I damn near cried all the way home.

That leap of faith years later gave me the courage to do it again into my current job. Went from a multi-million a year nation wide company into a 2 man partnership with my best friend into what was his Grandfathers buisness. My income has cratered but my quality of life is through the roof.

I still miss the first company, but change is good, sounds trite, but leaving on your own terms and not being thrown out on your ass is priceless.

About a year ago, I left a good job (decent salary, good benefits, generous 401k match and profit sharing) of 17 years to go into business for myself. Leaving was tough… I was giving up a tremendous amount of job security, not to mention all the relationships I had built up over the years. That company paid for my bachelor’s degree through tuition reimbursement. I truly cared for my coworkers and they for me. I had great insurance coverage. I was betting on the idea that I could be even more successful out on my own. Due to some strange internal politics and bureaucracy (there was no way to make the leap from my current job to the next level, i.e my bosses job, without leaving that department and getting more experience from another department), I felt that I had achieved about the highest level I could with this company, and so was facing another 20 years or so of the same job with maybe 2-3% raises each year.

There are some days when I believe that I’ve made a horrible mistake… but mostly its been O.K.

All my experiences involve boxes and security escorts.
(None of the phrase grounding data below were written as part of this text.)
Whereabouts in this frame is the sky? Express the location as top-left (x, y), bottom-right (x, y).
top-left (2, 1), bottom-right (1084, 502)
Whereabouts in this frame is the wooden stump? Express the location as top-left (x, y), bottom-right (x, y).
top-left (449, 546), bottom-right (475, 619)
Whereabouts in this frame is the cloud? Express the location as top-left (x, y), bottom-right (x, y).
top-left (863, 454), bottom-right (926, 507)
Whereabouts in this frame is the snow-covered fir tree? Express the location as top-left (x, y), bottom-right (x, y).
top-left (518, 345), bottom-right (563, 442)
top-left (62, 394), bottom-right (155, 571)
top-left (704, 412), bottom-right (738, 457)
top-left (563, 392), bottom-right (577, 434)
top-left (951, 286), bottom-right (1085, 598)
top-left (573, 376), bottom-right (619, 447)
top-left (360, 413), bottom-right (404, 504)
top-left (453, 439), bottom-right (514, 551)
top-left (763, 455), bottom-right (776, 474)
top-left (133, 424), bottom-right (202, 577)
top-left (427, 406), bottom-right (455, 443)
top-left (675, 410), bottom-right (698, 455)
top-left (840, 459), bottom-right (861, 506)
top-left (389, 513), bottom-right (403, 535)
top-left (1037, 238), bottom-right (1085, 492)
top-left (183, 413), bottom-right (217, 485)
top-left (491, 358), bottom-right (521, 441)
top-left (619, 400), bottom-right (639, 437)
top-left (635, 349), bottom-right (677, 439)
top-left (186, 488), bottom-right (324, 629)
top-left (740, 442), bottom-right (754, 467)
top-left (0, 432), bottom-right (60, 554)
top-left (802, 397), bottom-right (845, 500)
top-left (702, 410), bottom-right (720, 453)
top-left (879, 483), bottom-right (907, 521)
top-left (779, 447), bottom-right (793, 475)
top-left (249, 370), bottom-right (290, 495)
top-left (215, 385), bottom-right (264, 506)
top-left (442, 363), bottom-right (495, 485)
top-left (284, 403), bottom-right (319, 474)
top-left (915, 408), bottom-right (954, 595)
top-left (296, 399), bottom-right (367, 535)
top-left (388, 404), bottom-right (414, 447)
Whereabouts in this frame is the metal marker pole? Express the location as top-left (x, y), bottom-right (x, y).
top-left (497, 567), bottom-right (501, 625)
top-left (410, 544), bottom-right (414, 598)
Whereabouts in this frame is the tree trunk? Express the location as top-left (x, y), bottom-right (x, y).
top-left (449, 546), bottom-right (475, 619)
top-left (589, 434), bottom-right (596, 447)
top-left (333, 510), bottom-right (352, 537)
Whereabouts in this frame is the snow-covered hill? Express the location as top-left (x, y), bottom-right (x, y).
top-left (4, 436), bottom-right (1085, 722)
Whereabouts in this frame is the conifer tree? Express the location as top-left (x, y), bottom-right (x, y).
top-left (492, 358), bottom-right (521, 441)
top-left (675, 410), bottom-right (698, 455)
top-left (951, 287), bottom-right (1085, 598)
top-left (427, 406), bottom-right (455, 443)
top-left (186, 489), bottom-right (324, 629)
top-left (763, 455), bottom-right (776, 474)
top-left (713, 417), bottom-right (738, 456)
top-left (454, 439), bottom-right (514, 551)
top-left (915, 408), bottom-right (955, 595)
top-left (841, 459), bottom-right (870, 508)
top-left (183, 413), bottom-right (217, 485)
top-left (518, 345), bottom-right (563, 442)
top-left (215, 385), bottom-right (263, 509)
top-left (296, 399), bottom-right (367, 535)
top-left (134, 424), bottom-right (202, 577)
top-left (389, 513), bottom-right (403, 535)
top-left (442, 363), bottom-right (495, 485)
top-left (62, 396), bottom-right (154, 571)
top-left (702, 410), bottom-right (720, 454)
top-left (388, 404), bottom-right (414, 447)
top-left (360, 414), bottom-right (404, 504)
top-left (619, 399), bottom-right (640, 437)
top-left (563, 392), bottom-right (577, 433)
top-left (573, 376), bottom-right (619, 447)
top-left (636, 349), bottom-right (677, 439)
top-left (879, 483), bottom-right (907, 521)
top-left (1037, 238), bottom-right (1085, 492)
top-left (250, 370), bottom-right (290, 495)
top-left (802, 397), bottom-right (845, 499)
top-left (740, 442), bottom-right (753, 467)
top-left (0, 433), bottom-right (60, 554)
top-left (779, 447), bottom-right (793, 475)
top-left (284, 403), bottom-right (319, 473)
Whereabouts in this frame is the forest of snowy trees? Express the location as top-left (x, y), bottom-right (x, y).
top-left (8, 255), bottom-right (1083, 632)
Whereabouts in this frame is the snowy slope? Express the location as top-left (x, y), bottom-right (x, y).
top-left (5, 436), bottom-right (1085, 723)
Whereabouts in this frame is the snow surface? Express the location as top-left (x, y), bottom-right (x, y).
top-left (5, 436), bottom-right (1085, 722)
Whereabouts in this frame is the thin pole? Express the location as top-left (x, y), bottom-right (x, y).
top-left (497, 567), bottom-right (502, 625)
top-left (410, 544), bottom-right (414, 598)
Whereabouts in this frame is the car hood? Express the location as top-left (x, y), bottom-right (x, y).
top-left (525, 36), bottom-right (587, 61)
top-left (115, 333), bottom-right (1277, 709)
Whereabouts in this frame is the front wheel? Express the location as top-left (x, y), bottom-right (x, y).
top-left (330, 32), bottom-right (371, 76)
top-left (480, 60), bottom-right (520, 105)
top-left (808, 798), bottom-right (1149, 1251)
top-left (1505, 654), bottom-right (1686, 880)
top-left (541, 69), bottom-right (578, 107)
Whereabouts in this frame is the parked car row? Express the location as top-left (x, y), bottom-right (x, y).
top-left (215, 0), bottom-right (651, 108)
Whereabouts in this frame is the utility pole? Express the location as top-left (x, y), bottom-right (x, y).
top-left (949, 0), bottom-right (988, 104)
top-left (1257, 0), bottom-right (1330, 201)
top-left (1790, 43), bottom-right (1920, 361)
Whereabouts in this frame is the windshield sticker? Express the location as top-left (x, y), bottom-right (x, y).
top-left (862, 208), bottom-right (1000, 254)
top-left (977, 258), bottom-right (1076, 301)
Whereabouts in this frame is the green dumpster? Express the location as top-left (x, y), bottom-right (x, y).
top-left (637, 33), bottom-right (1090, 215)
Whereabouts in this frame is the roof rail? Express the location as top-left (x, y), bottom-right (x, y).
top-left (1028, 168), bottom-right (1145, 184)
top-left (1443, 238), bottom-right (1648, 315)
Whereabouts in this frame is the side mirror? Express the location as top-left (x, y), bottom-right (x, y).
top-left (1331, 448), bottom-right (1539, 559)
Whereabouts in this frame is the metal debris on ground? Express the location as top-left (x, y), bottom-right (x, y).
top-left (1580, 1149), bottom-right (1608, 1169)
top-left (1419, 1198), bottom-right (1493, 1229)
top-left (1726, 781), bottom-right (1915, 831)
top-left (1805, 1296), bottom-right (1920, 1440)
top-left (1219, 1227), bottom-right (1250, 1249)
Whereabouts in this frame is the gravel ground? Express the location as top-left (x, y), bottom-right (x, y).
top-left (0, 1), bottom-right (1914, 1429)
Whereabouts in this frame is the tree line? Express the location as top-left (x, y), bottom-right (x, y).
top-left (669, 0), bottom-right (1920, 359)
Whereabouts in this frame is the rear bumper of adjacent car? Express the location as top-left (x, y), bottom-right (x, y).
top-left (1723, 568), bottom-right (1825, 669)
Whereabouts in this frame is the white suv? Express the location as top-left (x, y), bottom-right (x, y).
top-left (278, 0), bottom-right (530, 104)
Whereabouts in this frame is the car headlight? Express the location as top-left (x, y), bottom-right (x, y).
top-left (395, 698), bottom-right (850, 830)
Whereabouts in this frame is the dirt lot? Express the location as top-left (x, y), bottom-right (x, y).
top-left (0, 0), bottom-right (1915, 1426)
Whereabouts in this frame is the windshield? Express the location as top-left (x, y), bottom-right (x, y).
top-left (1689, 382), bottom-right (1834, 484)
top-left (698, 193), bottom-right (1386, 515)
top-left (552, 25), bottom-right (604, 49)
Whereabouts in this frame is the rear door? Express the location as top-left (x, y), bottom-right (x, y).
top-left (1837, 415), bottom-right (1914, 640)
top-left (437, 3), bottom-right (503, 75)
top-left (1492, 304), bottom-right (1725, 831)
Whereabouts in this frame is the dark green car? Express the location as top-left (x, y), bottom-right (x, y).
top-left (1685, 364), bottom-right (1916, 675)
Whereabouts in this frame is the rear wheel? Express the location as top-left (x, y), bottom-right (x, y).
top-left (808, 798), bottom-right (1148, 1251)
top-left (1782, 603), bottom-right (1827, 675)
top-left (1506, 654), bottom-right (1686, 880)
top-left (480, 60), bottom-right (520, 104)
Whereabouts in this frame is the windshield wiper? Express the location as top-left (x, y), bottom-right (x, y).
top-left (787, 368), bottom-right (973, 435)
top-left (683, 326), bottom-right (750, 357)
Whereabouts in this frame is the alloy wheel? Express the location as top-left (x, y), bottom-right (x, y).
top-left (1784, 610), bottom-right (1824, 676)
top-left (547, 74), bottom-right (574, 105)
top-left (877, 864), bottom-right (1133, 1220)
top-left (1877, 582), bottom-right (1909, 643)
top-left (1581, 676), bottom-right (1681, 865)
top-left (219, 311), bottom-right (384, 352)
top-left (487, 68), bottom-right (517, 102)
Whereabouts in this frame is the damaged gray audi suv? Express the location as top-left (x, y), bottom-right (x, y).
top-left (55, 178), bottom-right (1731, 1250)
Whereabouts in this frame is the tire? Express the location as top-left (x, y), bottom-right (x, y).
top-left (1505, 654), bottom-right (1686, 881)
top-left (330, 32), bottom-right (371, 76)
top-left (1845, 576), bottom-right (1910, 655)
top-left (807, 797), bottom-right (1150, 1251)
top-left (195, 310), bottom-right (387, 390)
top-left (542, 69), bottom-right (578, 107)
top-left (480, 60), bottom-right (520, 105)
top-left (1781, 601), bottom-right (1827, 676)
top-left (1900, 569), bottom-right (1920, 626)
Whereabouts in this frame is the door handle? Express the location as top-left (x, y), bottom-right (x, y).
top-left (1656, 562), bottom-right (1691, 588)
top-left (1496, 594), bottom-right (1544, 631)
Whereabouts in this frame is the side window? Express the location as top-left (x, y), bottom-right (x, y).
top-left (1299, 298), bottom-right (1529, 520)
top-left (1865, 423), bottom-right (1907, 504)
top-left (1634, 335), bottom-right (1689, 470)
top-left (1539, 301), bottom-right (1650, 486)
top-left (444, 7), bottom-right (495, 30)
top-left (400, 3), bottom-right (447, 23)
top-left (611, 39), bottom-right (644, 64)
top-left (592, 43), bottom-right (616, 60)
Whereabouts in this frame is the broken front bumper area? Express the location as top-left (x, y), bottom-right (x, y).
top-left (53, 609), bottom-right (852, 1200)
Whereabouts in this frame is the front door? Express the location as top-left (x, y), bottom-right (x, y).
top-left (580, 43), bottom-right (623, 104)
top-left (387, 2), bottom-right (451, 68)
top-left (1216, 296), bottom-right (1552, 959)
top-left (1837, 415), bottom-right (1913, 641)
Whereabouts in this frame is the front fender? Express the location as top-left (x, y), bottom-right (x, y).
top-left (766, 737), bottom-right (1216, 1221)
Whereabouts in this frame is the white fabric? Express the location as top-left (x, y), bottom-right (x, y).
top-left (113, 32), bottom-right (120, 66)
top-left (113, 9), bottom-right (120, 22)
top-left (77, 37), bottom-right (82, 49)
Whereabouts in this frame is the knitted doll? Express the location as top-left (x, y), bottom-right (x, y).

I once worked for a Silicon Valley firm that, in hindsight, was special. Co-workers were hard-working and talented. Camaraderie was so high that “alumni” parties were frequent where past and present employees met for cocktails. I had learned very much at that job; my salary had doubled in a few years (though I was still underpaid :cool: ). I was ready for a raise and/or a break, was too shy to ask for the raise, so resigned! :smack: A few weeks later, thinking an income might be nice, I accepted a job offer at a 30% salary hike.

I almost immediately knew this new job was a mistake. The talented engineers had left; my immediate supervisor was a lewd nincompoop; his supervisor was addicted to some kind of pills and liquor; the contrast with the old job was stark. The old company offered to match the 30% raise but, stupidly, I turned them down, thinking such a double-switch to be “immoral” or something. I never found another company with the special cooperative atmosphere and joyful camaraderie of that first company.

That company had hundreds of employees and was somewhat historic, yet has very few Google hits. I won’t name it – that might lead to the discovery that Septimus G. Stevens is not my real name. :wink:

… Two decades later I made a much bigger mistake: not leaving a company when I should have.

If it’s any consolation:

  1. Those sort of “high camaraderie” jobs are common in the tech industry. Many of them are created with a cult-like mentality by design. It keeps people working extremely hard because they feel connected with work and not much else. Most likely after a certain point in your life (typically a few years out of college) you are not going to give a shit about being best pals with your coworkers because you should have developed interests and relationship outside of your workplace.

  2. Even if you stay at a company forever, it may not stay the perfect company forever. I worked at a similar environment where we had a large close-knit group of coworkers. I’m actually still close friends with a lot of them, even though most of us no longer work there. But from what I can tell from people who still work there, it’s actually kind of horrible. Or maybe it was always horrible, but we just had a really good group. Either way, the company you love now may not be the company you love in 5 years. Especially if it’s a Silicon Valley tech startup.